Quatre hommes parviendront à s'évader, le quatrième, le navigateur Sgt Harold M. Robinson se faisant arrêter à Namur le 23 septembre 1943. Outre John Dix, l’opérateur radio le Sgt Eric W. Brearley et le mitrailleur dorsal le Sgt George H. Hirst ne seront pas capturés. Aidés par plusieurs résistants luxembourgeois, ils seront cachés à divers endroits du pays jusqu’au 18 décembre 1943, date où ils sont guidés en train depuis Luxembourg jusqu’à Differdange. Ils passent la frontière Luxembourg-France et via Longwy, Etain, Nancy, Paris et Clermont-Ferrand, arrivent à Les Ancizes-Comps, au nord-est de Clermont-Ferrand. De là, on les mène à un camp de maquisards des F.F.I. (Forces Françaises de l’Intérieur) près de Ayat-sur-Soule, où ils restent jusqu’à la Libération.

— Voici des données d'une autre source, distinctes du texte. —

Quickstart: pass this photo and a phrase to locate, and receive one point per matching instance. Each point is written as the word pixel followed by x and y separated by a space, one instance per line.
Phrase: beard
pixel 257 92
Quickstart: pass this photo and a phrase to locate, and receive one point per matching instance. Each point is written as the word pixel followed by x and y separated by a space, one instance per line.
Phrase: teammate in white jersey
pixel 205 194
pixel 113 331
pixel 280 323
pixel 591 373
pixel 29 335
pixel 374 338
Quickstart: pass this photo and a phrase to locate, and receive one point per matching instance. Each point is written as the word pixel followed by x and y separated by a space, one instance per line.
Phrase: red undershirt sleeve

A l'ordre de sauter, Dix est le second à quitter l'appareil. Il atterrit dans un champ entre Trier (Trèves) et Herborn, dans la zone du Marscherwald. Il arrache ses insignes, met ses pantalons par-dessus ses bottes et marche vers l'Ouest. Après 2 heures de marche, il monte dans un arbre en lisière de Herborn et y dort jusqu’à 07h00 le lendemain. Le 28, il évite l'agglomération par la forêt et rencontre un fermier, qui l'emmène chez lui et lui donne à manger. Il s’agit de Pierre STEICHEN, de Herborn, chez qui il dort quelques heures dans une grange, avant d’y recevoir la visite d’un garde forestier qui parle un peu d'anglais, Nicolas HERBER, de Strassen. HERBER lui recommande de quitter les lieux dès après la tombée de la nuit, car les Allemands sont à sa recherche. Il reçoit de la nourriture pour trois jours et le conseil de marcher plein Ouest. A 21 heures, un jeune homme vient le voir, il est mis en contact avec une organisation et son évasion est dès lors arrangée.

Dix est ainsi pris en charge par un groupe de Résistance dirigé par Pierre MAROLDT. Ce groupe sera dénoncé par un jeune garçon. Sur base d’un examen des dossiers personnels des Helpers luxembourgeois aux National Archives américaines, nous avons pu établir le parcours de Dix au Grand-Duché de Luxembourg (Notons que, comme souvent dans des rapports, les dates et durées de séjour divergent selon les sources…) :

Le 28 août, le garde forestier Nicolas HERBER confie Dix au fils de Joseph SCHAMINÉ qui le conduit à l’hôtel tenu par son père à Osweiler, à 6 km au nord-est de Herborn. La durée de son séjour là varie selon les sources : "8 jours" selon le rapport de Schaminé ; "5 jours" d’après Dix ; 3 jours si l’on en croit la déclaration d’Hélène NICOLAY, du 25 Rue du Canal à Ettelbruck, qui déclare que le 31 août dans la soirée, elle a été chercher Dix, entretemps pourvu de vêtements civils, chez Joseph SCHAMINÉ… Une adresse à Luxembourg, le 27 Rue Elisabeth, est reprise dans la liste des Helpers luxembourgeois au nom de Joseph SCHAMINÉ. Durant son séjour à l’hôtel, Dix reçoit la visite de Claire PETERS de la Rue de la Gare à Schifflange.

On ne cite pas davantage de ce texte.